Sure, but the line between AI and a database can be blurred, even intentionally. Even with ChatGPT, it can be coerced to deliver parts of its training set nearly verbatim.
Newer training techniques likely removed most of that by simply deduplicating training data. All the papers I read on verbatim techniques could only find items that were overpopulated during training.
What if that output is created by mixing in copyrighted material?

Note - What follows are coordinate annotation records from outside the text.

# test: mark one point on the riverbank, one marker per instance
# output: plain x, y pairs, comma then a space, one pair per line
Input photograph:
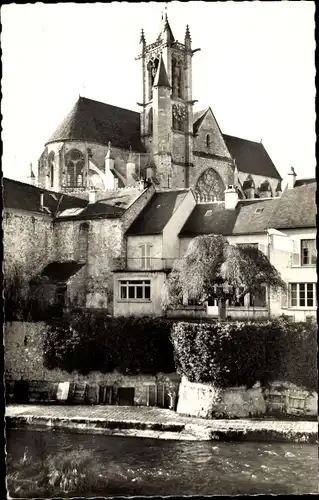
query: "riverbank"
157, 423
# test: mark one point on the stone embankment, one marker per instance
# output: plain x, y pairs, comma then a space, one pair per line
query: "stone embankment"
157, 423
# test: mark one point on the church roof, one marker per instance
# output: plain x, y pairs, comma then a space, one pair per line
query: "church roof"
296, 208
154, 217
19, 195
251, 157
93, 121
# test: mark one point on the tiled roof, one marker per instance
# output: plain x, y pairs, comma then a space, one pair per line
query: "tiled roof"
251, 157
20, 195
157, 213
61, 271
213, 218
296, 208
93, 121
302, 182
92, 211
198, 119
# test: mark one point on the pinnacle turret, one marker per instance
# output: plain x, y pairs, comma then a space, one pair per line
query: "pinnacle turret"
161, 78
142, 39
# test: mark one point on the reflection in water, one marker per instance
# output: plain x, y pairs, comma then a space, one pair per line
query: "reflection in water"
138, 466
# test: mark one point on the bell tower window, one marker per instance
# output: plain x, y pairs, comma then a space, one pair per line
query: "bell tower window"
83, 242
151, 70
74, 168
150, 121
177, 78
51, 168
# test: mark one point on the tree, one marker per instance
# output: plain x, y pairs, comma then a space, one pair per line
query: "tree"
212, 267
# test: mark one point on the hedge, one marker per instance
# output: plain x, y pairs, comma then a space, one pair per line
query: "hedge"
243, 353
227, 354
93, 341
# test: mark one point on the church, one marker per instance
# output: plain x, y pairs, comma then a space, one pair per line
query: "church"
100, 147
119, 195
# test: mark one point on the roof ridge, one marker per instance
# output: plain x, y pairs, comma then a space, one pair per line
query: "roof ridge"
106, 104
49, 191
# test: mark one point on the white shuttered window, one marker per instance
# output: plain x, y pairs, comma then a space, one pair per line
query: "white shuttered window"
302, 295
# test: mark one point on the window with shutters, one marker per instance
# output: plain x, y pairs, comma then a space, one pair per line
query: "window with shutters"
308, 253
135, 290
259, 299
145, 256
302, 295
237, 302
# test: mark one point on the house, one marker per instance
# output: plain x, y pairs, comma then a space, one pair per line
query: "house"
120, 194
284, 228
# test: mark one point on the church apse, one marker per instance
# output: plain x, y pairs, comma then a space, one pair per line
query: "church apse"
209, 187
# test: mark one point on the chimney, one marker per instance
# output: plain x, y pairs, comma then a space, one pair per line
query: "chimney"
41, 200
231, 198
265, 190
291, 178
92, 196
130, 169
109, 160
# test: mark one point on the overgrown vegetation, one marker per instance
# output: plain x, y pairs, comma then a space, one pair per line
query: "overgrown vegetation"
93, 341
234, 354
213, 268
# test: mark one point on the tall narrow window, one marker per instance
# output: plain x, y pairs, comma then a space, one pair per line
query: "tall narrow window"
74, 161
51, 168
145, 256
83, 242
52, 175
150, 121
308, 252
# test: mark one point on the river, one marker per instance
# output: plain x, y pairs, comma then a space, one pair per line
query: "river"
138, 466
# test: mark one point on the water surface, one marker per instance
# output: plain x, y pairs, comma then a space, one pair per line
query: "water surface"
138, 466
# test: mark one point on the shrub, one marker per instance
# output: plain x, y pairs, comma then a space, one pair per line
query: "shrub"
93, 341
234, 354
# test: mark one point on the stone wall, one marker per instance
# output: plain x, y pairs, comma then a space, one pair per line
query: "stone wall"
28, 241
280, 399
24, 362
285, 398
209, 401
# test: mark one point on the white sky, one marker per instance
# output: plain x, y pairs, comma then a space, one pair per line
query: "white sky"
255, 69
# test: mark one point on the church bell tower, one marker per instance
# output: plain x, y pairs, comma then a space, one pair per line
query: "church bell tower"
167, 107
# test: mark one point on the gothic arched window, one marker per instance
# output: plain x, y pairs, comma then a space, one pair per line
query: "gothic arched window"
177, 80
74, 162
209, 186
151, 70
51, 168
150, 121
83, 242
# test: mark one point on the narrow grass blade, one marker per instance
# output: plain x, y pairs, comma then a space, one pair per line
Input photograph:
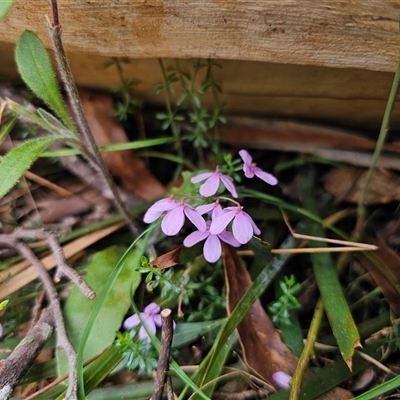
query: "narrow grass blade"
139, 144
336, 307
19, 159
37, 72
5, 7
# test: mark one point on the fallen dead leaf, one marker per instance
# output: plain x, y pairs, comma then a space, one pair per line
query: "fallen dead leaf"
263, 348
346, 184
124, 165
383, 265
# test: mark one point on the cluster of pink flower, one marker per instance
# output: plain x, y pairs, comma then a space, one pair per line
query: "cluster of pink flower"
215, 229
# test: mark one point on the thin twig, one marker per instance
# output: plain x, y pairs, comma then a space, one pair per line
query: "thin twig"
18, 362
62, 337
165, 351
89, 146
63, 268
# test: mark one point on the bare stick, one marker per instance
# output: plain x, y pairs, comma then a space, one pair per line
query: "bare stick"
362, 246
89, 146
62, 337
15, 366
165, 351
63, 268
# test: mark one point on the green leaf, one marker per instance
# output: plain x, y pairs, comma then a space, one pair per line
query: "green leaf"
37, 72
19, 159
78, 308
6, 127
5, 7
337, 310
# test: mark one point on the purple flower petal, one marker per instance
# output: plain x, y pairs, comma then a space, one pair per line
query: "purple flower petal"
242, 229
157, 319
210, 186
265, 176
195, 218
195, 237
220, 223
212, 248
143, 334
246, 157
131, 322
217, 212
201, 177
228, 237
205, 208
152, 308
173, 221
228, 183
282, 379
158, 208
253, 224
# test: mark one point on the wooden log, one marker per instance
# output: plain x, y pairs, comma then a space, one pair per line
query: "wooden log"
342, 34
325, 60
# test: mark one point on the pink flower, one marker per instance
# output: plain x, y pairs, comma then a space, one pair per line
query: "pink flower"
173, 222
243, 226
150, 316
250, 169
212, 181
282, 379
214, 208
212, 247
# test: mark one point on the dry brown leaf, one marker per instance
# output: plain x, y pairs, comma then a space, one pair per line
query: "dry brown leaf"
18, 275
337, 394
385, 271
331, 143
263, 348
129, 169
346, 184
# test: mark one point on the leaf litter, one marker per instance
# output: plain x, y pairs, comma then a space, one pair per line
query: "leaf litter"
257, 340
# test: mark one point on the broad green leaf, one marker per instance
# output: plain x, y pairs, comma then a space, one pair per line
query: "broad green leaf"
37, 72
19, 159
191, 331
53, 124
6, 128
78, 308
337, 310
323, 380
5, 7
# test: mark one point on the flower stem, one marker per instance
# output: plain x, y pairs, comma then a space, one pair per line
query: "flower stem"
87, 138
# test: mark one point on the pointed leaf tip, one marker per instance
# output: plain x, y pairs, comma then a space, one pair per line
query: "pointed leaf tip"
37, 72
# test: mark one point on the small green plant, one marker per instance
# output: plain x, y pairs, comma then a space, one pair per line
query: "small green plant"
201, 126
281, 309
139, 354
127, 102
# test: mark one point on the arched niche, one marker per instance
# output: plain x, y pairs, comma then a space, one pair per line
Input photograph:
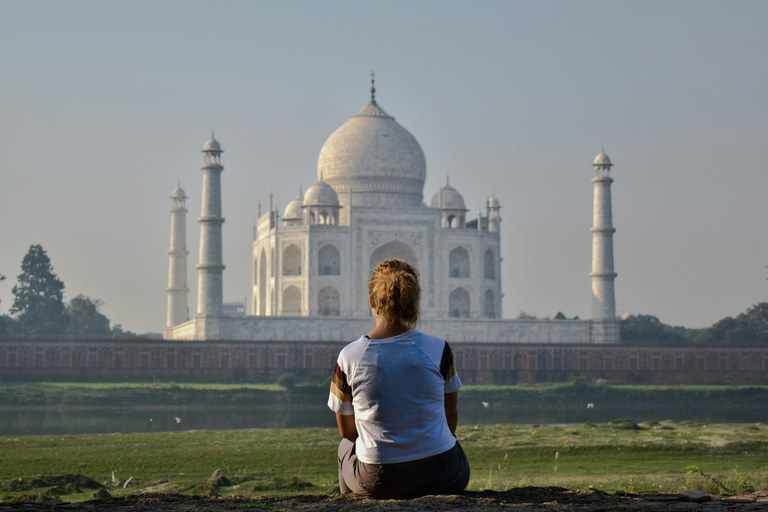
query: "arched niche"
328, 301
329, 260
292, 260
489, 304
458, 263
394, 249
263, 283
291, 301
489, 265
458, 303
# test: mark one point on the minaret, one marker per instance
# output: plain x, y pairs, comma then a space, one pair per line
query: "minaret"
494, 214
178, 312
210, 268
603, 297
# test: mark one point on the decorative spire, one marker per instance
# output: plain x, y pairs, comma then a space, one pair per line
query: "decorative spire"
373, 89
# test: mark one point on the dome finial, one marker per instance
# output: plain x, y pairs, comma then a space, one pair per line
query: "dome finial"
373, 89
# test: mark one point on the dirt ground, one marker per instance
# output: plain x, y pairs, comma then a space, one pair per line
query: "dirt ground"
518, 500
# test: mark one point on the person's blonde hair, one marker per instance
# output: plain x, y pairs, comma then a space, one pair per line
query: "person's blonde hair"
394, 287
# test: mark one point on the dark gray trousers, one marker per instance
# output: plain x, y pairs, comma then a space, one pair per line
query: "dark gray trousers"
446, 473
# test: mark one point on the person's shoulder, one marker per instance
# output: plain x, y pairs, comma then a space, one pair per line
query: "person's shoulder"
355, 349
430, 340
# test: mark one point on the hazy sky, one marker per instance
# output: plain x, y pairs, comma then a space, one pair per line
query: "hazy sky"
106, 106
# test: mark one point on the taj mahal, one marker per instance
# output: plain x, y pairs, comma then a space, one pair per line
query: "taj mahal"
310, 263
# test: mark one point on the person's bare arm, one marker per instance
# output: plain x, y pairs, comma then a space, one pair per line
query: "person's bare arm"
451, 410
347, 426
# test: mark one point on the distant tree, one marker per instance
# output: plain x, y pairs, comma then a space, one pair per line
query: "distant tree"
756, 318
39, 296
85, 318
118, 332
649, 329
749, 328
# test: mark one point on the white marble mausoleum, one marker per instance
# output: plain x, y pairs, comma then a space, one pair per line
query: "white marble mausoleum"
311, 262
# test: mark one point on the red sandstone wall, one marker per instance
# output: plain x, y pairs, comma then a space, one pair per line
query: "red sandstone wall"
476, 363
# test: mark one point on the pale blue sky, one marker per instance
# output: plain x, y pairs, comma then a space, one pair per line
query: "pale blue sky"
106, 105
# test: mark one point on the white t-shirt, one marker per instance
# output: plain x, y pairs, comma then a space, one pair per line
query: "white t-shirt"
395, 387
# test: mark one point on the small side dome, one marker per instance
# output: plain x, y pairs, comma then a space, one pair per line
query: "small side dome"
602, 159
293, 210
179, 193
321, 194
212, 145
447, 198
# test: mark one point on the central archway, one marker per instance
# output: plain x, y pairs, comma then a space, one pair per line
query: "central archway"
394, 249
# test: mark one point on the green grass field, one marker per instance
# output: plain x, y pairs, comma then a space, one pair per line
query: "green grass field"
129, 394
668, 456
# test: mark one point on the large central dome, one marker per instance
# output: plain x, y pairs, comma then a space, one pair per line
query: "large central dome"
376, 159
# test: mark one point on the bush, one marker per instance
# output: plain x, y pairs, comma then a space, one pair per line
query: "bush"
287, 380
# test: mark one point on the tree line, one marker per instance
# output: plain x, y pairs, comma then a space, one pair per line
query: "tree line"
748, 328
39, 309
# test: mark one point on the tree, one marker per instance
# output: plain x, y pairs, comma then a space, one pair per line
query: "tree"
85, 318
39, 296
749, 328
649, 329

e.g.: What happens to your MIT licensed code when an AI assistant generates some code for you which contains some GPL, BUSL or Source Available licensed parts? Moreover, do these code bases scraped with consent of the owners?

What is "mixing in" mean in this context?

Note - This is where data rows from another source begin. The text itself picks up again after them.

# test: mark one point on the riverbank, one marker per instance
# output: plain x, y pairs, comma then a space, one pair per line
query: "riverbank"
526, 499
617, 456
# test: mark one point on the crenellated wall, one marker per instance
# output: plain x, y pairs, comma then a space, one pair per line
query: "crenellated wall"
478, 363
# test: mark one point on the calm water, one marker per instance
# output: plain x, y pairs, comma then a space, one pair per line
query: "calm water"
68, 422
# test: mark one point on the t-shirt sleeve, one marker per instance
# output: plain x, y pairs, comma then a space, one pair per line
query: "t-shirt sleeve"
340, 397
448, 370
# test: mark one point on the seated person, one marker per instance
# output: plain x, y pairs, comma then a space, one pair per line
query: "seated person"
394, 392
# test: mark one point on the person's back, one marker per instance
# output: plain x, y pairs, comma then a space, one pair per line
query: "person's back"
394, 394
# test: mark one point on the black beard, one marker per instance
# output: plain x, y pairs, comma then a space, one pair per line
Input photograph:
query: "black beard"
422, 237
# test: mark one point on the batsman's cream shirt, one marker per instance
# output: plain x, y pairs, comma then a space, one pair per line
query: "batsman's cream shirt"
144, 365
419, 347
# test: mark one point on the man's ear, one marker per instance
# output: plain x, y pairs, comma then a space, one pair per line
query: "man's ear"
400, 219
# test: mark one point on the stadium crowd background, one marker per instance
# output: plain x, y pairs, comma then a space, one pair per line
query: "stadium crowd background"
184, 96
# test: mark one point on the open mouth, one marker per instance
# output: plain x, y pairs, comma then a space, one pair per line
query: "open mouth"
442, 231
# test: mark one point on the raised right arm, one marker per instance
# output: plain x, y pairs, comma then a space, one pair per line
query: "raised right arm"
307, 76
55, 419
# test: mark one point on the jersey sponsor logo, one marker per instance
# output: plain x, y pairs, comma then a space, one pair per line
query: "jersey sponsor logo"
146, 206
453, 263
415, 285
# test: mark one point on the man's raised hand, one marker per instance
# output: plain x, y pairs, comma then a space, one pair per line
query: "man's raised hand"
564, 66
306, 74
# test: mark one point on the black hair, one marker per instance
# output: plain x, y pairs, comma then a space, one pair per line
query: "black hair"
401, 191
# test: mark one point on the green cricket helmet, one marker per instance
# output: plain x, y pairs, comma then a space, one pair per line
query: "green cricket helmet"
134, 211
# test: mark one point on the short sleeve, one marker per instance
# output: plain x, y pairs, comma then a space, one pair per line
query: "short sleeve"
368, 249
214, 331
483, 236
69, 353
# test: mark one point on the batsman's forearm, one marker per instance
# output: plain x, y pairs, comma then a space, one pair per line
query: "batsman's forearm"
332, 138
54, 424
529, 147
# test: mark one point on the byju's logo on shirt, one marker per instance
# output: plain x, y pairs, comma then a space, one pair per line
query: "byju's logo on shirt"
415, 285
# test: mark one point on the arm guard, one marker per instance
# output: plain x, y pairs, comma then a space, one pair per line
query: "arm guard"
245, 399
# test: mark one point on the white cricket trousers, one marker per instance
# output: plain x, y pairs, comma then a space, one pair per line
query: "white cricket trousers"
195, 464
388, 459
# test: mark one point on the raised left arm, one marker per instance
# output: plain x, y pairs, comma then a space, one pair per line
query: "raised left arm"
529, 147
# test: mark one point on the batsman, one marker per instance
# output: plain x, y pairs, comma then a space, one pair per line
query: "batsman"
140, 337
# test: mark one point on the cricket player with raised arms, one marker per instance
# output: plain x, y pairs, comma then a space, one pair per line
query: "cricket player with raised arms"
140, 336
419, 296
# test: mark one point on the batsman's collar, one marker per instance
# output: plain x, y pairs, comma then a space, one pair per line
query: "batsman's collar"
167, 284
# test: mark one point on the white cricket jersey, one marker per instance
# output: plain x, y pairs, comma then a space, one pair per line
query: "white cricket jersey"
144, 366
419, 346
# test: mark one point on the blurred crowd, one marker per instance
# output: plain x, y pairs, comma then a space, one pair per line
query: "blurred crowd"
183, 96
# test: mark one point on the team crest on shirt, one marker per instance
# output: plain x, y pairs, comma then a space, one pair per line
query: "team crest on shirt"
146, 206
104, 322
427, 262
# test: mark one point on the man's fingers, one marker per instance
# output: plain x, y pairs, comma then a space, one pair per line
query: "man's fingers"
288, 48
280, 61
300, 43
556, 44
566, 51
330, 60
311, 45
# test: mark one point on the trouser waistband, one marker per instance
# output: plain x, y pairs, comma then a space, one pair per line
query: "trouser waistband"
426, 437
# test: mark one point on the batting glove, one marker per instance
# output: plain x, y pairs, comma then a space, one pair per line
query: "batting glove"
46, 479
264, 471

The image itself is copyrighted, or it isn't. Fair use may or may not come into play for things like replication of known copyrighted characters, depending on commercial use.

None of this has changed from the traditional copyright process. Even 15 years ago I could find some of my old works rehosted on obscure Chinese websites, and my options for recourse were the same as they are today. Many of my own works were already derivative.

> The output should certainly not be copyrightable if it does not produce an existing copyrighted work

So if I make a program that takes an image and changes a single pixel, I can use it to launder copyrighted images?

Go ahead and try; A lot of this kind of "gotcha" commentary comes from a lack of understanding about existing copyright law. Let me know how far you get.
I assume from the snarky response that the answer is “no”? In that case, what exactly needs to be changed to not count as the original work?
1. The local library at least paid for those books. Which is more than the creators of the current AI generation can say[1].

2. You can't train people exclusively on books. If you asked someone to explain a concept they learned in those books, sure that knowledge will help, but their response will also affected by every moment in their life so far. They're bringing other unique things to their response.

[1] - https://www.nytimes.com/2023/07/10/arts/sarah-silverman-laws...

It doesn't seem difficult to me. It seems like the intent is the big difference. Purposefully making a copy of something digitally already has rules around it, which was the second extreme describes
I think the copyright of the training material should be propagated, and such a system can not be allowed to compete in the market without attributing and recompensating the authors. ;)
This should apply to human authorship as well.
the four largest economies of the world have very different rules for this -- it is going to be settled today on a chat board?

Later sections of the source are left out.